TVRage: Can you tell us anything about how Des storyline picks up in season six?
O’Brien: I think what happened with Jake and Leslie, with Leslie being buried alive, kind of affected all of us. In season six it weighs very heavily on the entire Doyle family. That affected us all in a lot of different ways. Season six is much more serialized, as opposed to episodic. The repercussions of the finale runs through and affects all of us in a lot of different ways. It is really exciting, especially building up to the finale.
TVRage: What can you tell us about your some of your upcoming projects?
O’Brien: I have three movies in post-production right now that I acted in. One is called ‘Len and Company,’ one is called ‘The End of Days at Godfrey Global Inventory,’ and the other one is called ‘The Dark Stranger.’ I am also on an episode of a show called ‘Saving Hope’ this year. As soon as we wrap ‘Doyle’ I will be directing a short film that I am really excited about because I have only once before directed something I didn’t write or produce. I was just the director, which is a really fun challenge because it is all about bringing your own thing to someone else’s idea. I am very excited about that, and I will be working with a lot of former ‘Doyle’ actors. After that I have a television show in development and a movie in development.
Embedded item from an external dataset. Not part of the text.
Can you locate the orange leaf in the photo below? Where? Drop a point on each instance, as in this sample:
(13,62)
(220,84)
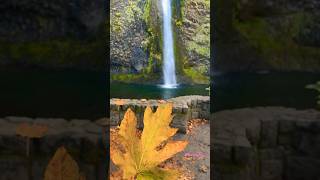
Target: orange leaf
(141,155)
A lot of working is trying to get work (laughs). A lot of my days are spent going, “Oh, that is a good idea. Maybe someone will help me get that made!” or “That is a good idea, maybe within the next five years that will happen.” You have to have about ten of those, and you hope that one of them will actually make it to that first day of principle photography. You only live once, so it is good to spent it as busy as you can!